Valentinus, one of the most famous great Gnostics, came from Alexandria. He taught by 130 AD in Asia Minor and later in Rome. For him, the visible world is a fallen world that is directed by an ungodly eon (a large power concentration). The soul that possesses gnosis – divine knowledge – has to liberate herself from this world, and return to the world of Light, the divine Father. Such a soul listens, said Valentinus, if she is called, answers the vocation and turns to Him who calls her. She finds peace in recognition of her vocation, makes herself ready to return home, and will eventually unify with the Light, the beginning of all things.

 

Valentinus was a disciple of Basilides, who taught mainly in Egypt and also ranks among the great Gnostics.

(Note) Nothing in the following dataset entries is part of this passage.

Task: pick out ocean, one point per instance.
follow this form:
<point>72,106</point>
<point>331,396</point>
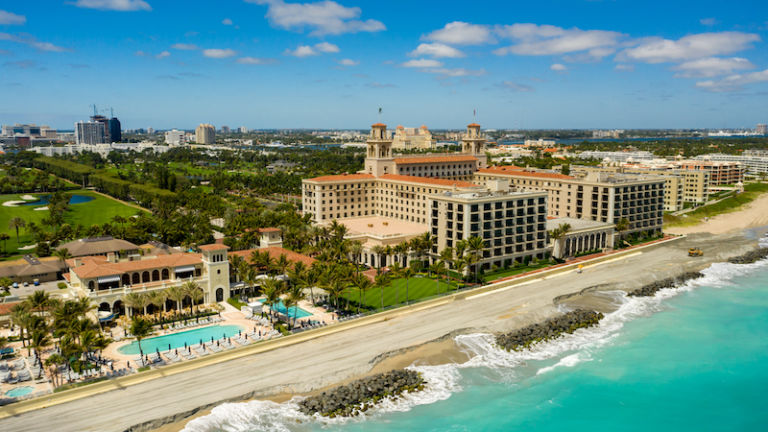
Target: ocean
<point>690,358</point>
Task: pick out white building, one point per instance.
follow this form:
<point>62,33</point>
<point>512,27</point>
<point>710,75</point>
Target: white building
<point>90,133</point>
<point>175,137</point>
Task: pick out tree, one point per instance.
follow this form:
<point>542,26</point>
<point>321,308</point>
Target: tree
<point>140,328</point>
<point>4,237</point>
<point>62,254</point>
<point>16,223</point>
<point>621,226</point>
<point>363,284</point>
<point>558,234</point>
<point>380,281</point>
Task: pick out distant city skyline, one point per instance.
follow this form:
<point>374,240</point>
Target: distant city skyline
<point>274,64</point>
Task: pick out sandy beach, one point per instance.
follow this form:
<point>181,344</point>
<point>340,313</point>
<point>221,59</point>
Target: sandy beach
<point>755,214</point>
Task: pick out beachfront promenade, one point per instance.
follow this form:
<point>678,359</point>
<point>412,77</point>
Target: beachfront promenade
<point>339,355</point>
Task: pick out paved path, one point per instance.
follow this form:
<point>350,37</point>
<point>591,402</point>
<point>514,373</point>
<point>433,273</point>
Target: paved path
<point>329,359</point>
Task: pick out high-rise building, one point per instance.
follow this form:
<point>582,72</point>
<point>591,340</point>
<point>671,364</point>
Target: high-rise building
<point>92,132</point>
<point>175,137</point>
<point>115,131</point>
<point>205,134</point>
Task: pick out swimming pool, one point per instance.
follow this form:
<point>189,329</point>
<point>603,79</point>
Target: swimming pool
<point>74,199</point>
<point>19,391</point>
<point>177,340</point>
<point>300,313</point>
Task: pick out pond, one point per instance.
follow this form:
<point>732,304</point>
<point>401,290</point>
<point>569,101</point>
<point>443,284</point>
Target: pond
<point>74,199</point>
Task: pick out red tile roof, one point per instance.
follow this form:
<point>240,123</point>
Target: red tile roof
<point>275,253</point>
<point>523,173</point>
<point>97,266</point>
<point>428,180</point>
<point>210,247</point>
<point>435,159</point>
<point>342,177</point>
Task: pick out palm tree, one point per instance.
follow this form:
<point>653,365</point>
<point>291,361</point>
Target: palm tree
<point>295,295</point>
<point>272,289</point>
<point>407,274</point>
<point>621,226</point>
<point>140,328</point>
<point>475,245</point>
<point>62,254</point>
<point>558,234</point>
<point>16,223</point>
<point>177,294</point>
<point>157,299</point>
<point>381,280</point>
<point>363,284</point>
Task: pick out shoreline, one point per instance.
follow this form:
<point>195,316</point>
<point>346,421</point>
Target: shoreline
<point>322,362</point>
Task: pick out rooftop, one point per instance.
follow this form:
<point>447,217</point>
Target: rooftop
<point>434,159</point>
<point>342,177</point>
<point>429,180</point>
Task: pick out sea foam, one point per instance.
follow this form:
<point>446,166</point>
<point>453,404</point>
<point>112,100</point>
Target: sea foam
<point>442,381</point>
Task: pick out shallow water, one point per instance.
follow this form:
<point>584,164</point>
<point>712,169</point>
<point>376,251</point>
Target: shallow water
<point>691,358</point>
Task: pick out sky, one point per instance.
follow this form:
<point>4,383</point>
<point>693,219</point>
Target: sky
<point>332,64</point>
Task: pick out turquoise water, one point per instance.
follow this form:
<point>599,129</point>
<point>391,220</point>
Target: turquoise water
<point>689,359</point>
<point>177,340</point>
<point>300,313</point>
<point>74,199</point>
<point>20,391</point>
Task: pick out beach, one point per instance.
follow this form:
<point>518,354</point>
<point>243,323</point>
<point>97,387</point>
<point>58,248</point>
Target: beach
<point>331,359</point>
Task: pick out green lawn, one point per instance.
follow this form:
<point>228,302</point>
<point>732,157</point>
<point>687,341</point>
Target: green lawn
<point>727,205</point>
<point>418,287</point>
<point>97,211</point>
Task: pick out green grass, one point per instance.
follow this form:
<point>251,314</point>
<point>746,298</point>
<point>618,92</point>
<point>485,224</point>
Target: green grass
<point>418,288</point>
<point>727,205</point>
<point>98,211</point>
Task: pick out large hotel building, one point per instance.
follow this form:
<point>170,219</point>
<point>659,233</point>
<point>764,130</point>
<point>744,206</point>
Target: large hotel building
<point>458,196</point>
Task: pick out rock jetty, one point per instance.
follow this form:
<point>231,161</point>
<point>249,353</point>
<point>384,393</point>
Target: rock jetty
<point>362,395</point>
<point>750,257</point>
<point>549,329</point>
<point>651,289</point>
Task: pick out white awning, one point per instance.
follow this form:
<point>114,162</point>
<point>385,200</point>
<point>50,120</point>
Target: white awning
<point>108,279</point>
<point>184,269</point>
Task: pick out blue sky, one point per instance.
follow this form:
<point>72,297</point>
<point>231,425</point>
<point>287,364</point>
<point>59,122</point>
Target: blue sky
<point>331,64</point>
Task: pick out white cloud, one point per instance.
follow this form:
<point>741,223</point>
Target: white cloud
<point>116,5</point>
<point>457,72</point>
<point>302,51</point>
<point>423,63</point>
<point>436,50</point>
<point>515,87</point>
<point>461,33</point>
<point>733,82</point>
<point>219,53</point>
<point>558,67</point>
<point>538,40</point>
<point>31,41</point>
<point>711,67</point>
<point>10,18</point>
<point>184,47</point>
<point>313,50</point>
<point>327,47</point>
<point>322,18</point>
<point>256,60</point>
<point>658,50</point>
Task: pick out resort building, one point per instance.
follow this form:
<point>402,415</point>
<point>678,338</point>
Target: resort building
<point>107,279</point>
<point>600,197</point>
<point>413,139</point>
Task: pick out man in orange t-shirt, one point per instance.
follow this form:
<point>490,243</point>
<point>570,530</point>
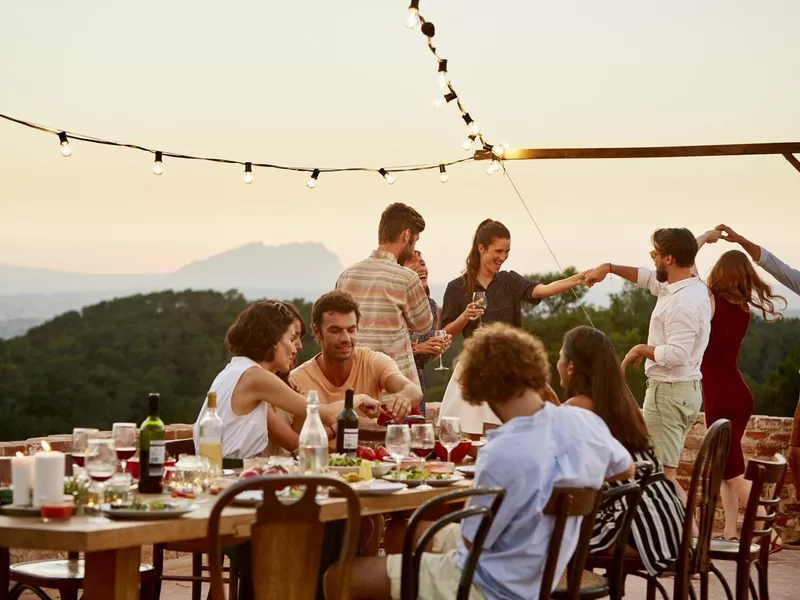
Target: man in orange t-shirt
<point>341,366</point>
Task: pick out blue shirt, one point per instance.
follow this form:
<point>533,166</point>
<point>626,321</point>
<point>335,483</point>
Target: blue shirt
<point>529,456</point>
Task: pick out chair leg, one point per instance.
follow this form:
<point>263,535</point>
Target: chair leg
<point>158,567</point>
<point>197,571</point>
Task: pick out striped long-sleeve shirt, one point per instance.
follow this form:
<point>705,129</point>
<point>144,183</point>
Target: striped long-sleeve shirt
<point>392,302</point>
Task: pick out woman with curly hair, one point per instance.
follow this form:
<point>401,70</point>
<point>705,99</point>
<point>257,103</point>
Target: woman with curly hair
<point>735,288</point>
<point>261,341</point>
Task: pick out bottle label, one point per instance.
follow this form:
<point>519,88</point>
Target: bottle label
<point>158,454</point>
<point>350,440</point>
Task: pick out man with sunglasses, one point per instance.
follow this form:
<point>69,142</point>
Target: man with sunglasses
<point>679,328</point>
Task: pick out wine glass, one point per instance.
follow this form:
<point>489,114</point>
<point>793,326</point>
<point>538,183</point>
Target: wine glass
<point>423,442</point>
<point>442,334</point>
<point>124,435</point>
<point>450,433</point>
<point>80,441</point>
<point>101,463</point>
<point>398,443</point>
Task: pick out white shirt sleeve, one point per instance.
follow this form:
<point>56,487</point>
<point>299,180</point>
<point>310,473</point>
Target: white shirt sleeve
<point>682,325</point>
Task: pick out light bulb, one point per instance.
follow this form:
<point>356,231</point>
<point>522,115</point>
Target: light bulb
<point>158,166</point>
<point>66,149</point>
<point>312,181</point>
<point>412,20</point>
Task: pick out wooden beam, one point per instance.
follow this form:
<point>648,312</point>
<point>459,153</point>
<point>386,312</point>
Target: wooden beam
<point>793,161</point>
<point>784,148</point>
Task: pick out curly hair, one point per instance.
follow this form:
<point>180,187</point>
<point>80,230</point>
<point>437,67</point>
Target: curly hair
<point>258,329</point>
<point>500,362</point>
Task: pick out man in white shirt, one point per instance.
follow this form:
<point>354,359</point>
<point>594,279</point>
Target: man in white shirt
<point>678,336</point>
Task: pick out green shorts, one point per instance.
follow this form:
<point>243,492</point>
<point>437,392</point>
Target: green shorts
<point>669,411</point>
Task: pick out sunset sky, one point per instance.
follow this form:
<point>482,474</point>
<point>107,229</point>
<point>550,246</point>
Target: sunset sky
<point>320,83</point>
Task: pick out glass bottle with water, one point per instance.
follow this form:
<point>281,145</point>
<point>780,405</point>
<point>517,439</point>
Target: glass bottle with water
<point>312,452</point>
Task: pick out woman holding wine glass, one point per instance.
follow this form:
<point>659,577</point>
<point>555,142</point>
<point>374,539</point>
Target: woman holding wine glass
<point>486,294</point>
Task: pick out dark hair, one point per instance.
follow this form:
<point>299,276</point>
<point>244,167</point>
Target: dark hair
<point>598,375</point>
<point>485,234</point>
<point>500,362</point>
<point>297,317</point>
<point>335,301</point>
<point>679,243</point>
<point>257,330</point>
<point>734,279</point>
<point>395,219</point>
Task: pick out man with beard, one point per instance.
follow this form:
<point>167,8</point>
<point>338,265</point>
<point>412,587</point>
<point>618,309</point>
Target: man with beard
<point>679,328</point>
<point>391,298</point>
<point>341,366</point>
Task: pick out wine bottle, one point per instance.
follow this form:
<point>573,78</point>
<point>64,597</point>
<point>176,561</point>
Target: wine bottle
<point>152,450</point>
<point>209,433</point>
<point>347,431</point>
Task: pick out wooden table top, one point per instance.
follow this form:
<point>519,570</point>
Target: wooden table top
<point>97,533</point>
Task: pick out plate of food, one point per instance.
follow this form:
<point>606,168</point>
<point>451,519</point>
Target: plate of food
<point>148,511</point>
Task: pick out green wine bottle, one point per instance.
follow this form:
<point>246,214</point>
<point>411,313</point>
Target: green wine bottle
<point>152,450</point>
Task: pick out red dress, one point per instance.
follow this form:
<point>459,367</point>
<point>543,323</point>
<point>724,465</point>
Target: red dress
<point>725,393</point>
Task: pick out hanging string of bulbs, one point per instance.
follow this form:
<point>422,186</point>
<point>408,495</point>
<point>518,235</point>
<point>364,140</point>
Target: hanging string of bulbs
<point>448,94</point>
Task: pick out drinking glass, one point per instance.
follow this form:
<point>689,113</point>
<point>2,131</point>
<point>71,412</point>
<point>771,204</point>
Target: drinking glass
<point>80,441</point>
<point>423,442</point>
<point>101,462</point>
<point>398,443</point>
<point>449,433</point>
<point>124,435</point>
<point>441,333</point>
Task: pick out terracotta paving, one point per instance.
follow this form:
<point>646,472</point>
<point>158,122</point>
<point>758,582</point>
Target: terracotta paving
<point>784,581</point>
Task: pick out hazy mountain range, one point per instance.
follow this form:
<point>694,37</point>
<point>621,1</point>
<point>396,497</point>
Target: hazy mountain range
<point>31,296</point>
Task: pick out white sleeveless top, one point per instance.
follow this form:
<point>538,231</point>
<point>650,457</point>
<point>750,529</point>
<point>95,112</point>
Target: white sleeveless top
<point>242,436</point>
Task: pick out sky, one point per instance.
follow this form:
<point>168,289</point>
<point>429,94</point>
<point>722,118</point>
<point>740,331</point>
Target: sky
<point>334,84</point>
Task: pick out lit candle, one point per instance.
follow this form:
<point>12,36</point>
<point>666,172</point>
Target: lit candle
<point>22,478</point>
<point>48,475</point>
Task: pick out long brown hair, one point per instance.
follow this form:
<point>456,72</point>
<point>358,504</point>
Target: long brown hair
<point>488,231</point>
<point>734,279</point>
<point>598,375</point>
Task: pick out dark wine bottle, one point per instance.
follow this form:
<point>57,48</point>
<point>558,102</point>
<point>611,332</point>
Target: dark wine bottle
<point>347,432</point>
<point>152,450</point>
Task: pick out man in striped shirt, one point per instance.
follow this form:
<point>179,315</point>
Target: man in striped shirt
<point>391,298</point>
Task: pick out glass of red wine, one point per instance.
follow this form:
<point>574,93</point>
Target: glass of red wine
<point>101,463</point>
<point>124,435</point>
<point>423,442</point>
<point>80,441</point>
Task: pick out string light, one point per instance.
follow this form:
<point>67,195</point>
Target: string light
<point>386,175</point>
<point>158,165</point>
<point>66,149</point>
<point>412,20</point>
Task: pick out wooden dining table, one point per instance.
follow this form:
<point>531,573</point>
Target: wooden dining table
<point>112,548</point>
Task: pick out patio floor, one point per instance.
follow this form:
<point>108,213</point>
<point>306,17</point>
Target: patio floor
<point>784,580</point>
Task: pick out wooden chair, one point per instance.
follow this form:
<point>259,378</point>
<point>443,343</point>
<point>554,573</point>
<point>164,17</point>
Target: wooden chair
<point>412,553</point>
<point>754,543</point>
<point>285,534</point>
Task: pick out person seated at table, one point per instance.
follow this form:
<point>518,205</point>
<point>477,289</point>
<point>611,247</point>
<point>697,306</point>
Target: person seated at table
<point>590,373</point>
<point>537,448</point>
<point>341,366</point>
<point>261,343</point>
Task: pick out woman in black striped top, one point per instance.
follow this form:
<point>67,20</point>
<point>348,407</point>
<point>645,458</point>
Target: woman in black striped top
<point>591,375</point>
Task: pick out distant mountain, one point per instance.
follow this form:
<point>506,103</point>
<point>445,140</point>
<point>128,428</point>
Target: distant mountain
<point>31,296</point>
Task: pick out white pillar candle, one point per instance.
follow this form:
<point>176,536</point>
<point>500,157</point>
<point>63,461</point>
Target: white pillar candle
<point>22,479</point>
<point>48,476</point>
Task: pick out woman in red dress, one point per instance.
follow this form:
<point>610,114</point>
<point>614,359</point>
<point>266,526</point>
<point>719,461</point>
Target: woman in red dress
<point>734,287</point>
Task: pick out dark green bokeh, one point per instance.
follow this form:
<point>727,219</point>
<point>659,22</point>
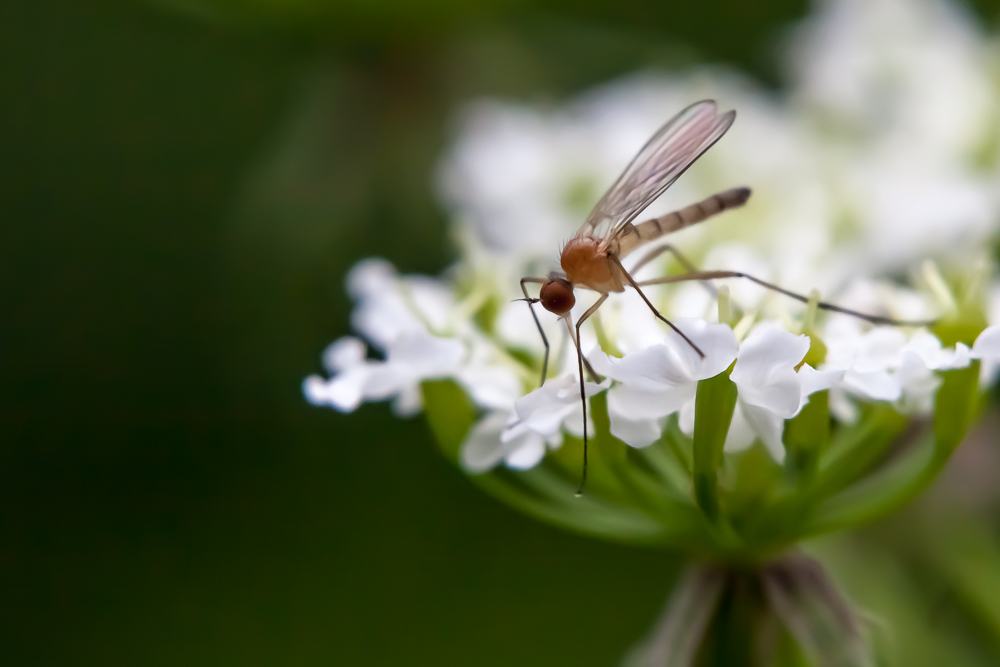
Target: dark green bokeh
<point>180,201</point>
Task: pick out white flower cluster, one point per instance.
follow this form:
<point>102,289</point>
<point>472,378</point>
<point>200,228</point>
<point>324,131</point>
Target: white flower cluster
<point>879,156</point>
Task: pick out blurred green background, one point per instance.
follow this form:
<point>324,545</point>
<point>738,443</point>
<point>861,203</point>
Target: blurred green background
<point>183,186</point>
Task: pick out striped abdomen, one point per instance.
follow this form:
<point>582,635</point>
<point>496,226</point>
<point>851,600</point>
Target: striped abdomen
<point>634,236</point>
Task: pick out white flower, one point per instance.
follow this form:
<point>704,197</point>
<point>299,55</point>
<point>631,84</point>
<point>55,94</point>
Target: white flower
<point>484,447</point>
<point>883,365</point>
<point>987,349</point>
<point>411,358</point>
<point>519,438</point>
<point>872,161</point>
<point>663,379</point>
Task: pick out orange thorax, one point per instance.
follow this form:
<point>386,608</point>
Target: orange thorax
<point>586,262</point>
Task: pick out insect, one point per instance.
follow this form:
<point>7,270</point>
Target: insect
<point>592,259</point>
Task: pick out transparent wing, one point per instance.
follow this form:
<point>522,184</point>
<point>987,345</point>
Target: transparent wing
<point>663,159</point>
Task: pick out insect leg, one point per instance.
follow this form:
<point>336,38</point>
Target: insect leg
<point>583,394</point>
<point>545,341</point>
<point>712,275</point>
<point>670,324</point>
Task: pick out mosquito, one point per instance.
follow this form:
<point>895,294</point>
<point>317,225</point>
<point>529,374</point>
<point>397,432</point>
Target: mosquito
<point>592,259</point>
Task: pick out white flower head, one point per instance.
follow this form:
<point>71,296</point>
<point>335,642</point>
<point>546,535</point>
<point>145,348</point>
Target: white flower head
<point>411,359</point>
<point>663,379</point>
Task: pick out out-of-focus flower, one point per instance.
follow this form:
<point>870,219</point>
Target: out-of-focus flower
<point>662,379</point>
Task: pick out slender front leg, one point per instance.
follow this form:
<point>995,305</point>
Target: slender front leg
<point>573,337</point>
<point>670,324</point>
<point>583,393</point>
<point>545,341</point>
<point>714,275</point>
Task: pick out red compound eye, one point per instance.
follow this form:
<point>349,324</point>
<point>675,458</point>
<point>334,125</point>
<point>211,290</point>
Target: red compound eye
<point>557,296</point>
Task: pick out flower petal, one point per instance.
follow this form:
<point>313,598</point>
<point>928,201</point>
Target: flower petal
<point>768,426</point>
<point>343,353</point>
<point>631,403</point>
<point>878,386</point>
<point>482,448</point>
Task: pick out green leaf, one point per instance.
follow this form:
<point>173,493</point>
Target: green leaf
<point>807,436</point>
<point>714,406</point>
<point>449,413</point>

Just like Valentinus, Basilides calls on people to leave the fallen world and return home to their origin. First, however, man must know his own state clearly, he must see through his false aspirations and desires and seek to neutralize them. Man must learn to humble himself, said Basilides, only then the soul can become “gnostic”, gaining divine knowledge by intimate insight.

 

Marcion and the Contrast between Gnosticism and Dogma

 

Marcion is also called a Gnostic in clerical history books. But this hardly seems justified, because he tried to press the gnostic teachings into a system and to make a binding dogma from them. However, this is a contradiction in terms: Gnosis and dogma are mutually exclusive. Gnosis is the intra-personal experience of the reality of the Spirit. A Gnostic testifies that through images and symbols. He will never say that truth is expressed literally in certain writings and systems, and he will never force another person to believe it.

 

Marcion was the son of a bishop from Sinope. Later he taught in Rome, and 144 AD he was excommunicated because of “inappropriate behavior”. He rejected the Old Testament rigorously, since it is only of significance for the Jews, and created a first canon of the New Testament, with which he wanted to give his followers a basis for the “true doctrine”. This canon only included the – partially modified – Gospel of Luke and the – also modified – letters of Paul. Marcion’s corrections primarily concerned texts, which he found influenced by the Old Testament.

 

Questionable Sources

 

Regarding all statements about the historical Gnosticism and the early Gnostics, one has always to remember that most of the information – with the exception of the few original texts – were recorded by clerical authors. And it raises the question if these reports on the “heretics” can be objective. However, some of them contain, such as those of the Church Fathers Irenaeus, Hippolytus, Clement of Alexandria, Origen and Epiphanius, interesting insights into the work of gnostic groups during these painful, turbulent times.

 

The Manichean – witnesses of the Light

 

In Persia, in the third century, there appeared a new, strong impulse by the Gnostic Mani, after whom his followers were named “Manichean”. Mani, even more than his predecessors, consistently distinguished between the fallen Earthly world and the world of Light. In his opinion also, the creation as we know it, was not created by the original Light-God, but by the forces of darkness. The focus of his teaching, however, was the certainty that within the people who live in darkness a divine spark lies hidden. This is the link and bridge to the true life.

 

Mani said:

 

   I am a fragrant seed of Light,

  Thrown into a dense forest with thorns.

  O, collect and pluck me!

  Bring me home on the threshing floor of the Holy Law,

  Into the granary of Light.

 

People who joined and formed groups in order to gain first-hand knowledge, also lived in the following centuries. At all times there were messengers of the gnosis. They live and work up to the present time.